Despite the stressful times, my ex and I get along pretty well most days. Last week we did have a rather large argument again about his leaving, and I had to endure more of the “you aren’t being a partner in this” and “you are the only one that thinks this is a big deal” bullshit. But we got it sorted out.
Last Sunday, I was still recovering from my surgery. When he dropped off my son, we chatted like we usually do.
He asked whether there was anything I needed him to do for me, since I was still not 100%. He does have his nice moments.
We then started talking about Johnny Id‘s visit, and he asked me, somewhat suggestively jokingly, whether I was worried about being healed by then. It went like this:
Him: So, do you figure you’ll be all healed by the time he arrives?

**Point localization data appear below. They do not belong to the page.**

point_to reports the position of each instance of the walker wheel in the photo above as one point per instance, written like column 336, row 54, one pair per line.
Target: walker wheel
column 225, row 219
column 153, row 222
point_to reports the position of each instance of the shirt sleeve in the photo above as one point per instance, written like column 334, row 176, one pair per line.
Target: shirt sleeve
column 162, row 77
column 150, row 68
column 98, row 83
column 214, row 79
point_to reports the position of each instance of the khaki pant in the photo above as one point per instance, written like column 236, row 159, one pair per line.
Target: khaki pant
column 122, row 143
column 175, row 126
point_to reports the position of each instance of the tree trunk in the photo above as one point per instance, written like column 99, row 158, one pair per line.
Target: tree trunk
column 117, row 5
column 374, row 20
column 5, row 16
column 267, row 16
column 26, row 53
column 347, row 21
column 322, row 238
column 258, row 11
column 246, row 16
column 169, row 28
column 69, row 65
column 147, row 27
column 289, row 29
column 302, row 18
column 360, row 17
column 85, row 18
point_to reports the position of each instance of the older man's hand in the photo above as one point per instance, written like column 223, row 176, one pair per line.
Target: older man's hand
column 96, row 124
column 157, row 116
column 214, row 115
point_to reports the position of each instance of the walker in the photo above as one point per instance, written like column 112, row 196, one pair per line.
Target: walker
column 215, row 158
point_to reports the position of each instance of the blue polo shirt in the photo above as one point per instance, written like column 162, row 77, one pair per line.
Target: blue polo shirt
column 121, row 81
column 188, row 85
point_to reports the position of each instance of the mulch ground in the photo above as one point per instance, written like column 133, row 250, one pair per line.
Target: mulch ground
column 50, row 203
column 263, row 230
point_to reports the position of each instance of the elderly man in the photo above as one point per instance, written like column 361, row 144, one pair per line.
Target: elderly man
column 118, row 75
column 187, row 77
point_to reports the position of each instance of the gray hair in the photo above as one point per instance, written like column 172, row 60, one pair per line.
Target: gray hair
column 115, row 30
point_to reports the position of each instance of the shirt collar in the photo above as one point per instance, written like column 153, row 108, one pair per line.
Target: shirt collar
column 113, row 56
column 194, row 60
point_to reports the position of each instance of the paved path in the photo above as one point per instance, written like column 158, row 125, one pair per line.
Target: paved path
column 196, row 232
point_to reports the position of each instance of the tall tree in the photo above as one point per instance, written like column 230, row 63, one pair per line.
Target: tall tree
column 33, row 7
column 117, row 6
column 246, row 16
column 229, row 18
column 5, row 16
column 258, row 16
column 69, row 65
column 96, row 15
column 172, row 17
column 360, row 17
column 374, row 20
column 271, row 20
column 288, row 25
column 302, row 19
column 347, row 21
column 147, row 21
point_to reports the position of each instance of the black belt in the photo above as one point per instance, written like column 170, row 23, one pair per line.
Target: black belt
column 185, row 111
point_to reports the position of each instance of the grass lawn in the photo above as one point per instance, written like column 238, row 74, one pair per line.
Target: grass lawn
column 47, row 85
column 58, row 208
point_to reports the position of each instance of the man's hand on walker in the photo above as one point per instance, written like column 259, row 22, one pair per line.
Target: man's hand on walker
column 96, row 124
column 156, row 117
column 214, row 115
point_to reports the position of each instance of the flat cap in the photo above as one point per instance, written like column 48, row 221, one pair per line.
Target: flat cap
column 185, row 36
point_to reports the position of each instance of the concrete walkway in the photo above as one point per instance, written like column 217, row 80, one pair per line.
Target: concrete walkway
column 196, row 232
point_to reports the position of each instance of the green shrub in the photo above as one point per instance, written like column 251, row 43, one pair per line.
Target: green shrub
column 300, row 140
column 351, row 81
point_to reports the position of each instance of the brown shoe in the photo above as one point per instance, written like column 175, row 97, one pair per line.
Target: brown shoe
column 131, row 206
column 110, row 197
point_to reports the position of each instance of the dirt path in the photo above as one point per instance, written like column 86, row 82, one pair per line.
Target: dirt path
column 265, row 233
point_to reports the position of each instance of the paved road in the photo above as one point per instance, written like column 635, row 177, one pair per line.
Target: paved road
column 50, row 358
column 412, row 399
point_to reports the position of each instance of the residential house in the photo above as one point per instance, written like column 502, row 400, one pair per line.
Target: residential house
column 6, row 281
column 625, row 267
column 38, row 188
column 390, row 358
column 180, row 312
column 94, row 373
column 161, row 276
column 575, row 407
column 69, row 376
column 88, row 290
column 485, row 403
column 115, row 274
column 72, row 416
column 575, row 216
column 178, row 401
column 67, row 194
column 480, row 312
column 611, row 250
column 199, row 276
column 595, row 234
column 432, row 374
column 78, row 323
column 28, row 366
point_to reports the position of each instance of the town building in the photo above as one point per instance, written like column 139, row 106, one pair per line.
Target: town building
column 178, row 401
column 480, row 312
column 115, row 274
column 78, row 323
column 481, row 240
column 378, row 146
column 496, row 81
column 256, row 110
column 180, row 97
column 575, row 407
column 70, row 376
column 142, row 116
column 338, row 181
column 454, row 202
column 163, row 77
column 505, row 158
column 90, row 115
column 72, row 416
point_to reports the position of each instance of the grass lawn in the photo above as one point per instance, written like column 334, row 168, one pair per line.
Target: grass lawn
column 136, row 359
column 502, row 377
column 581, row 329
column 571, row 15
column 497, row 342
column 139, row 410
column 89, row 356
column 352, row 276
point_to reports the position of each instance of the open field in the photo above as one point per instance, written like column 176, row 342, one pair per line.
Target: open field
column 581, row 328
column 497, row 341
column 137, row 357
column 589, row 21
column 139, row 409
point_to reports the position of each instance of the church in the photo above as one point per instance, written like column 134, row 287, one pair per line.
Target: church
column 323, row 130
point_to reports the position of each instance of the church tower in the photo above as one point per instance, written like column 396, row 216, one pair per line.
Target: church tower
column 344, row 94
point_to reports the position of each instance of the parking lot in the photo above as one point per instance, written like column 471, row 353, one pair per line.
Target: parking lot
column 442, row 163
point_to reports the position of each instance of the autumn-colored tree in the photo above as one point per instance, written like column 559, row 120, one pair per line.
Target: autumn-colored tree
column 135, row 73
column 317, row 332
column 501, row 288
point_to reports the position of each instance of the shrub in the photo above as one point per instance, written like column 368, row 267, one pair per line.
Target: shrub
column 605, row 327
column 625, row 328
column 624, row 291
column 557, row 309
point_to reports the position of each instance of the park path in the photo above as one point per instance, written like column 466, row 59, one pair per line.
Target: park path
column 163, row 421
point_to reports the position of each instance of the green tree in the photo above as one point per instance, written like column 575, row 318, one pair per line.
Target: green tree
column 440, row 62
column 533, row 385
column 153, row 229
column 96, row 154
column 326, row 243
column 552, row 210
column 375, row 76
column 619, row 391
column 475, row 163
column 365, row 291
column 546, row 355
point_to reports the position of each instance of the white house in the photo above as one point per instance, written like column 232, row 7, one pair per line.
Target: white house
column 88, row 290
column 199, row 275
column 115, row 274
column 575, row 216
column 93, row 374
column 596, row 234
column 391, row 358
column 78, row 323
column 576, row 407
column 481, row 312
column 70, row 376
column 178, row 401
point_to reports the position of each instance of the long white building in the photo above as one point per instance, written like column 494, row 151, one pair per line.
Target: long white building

Me: Yeah, I’m sure I’ll be fine. Right now it only hurts when I move around.
Him: Well, then it for sure won’t be a problem for you then.
I had to admit, it was a very funny jab at me. He was very pleased with himself. He once told me having sex with me was like making love to a dead fish (he was really angry at the time). Our sex life was horrible, as I’ve written many times before. So in his mind, it’s a justifiable joke.
As I was laughing along, my internal monologue went: oh geez, he has no clue just how fucking insatiable I really am. How I literally have had 29 year-olds begging to please let them stop, and how one of my first dates after being single I ended up having sex 15 times.
I felt kind of bad. But was laughing on the outside.
I’m sure the reverse is true for him too. Well, I sincerely hope it is. I hope he has a great sex life now, that his confidence has been restored, that he’s gone back to the guy I knew at 25. But there’s no way in hell I’m going to ask!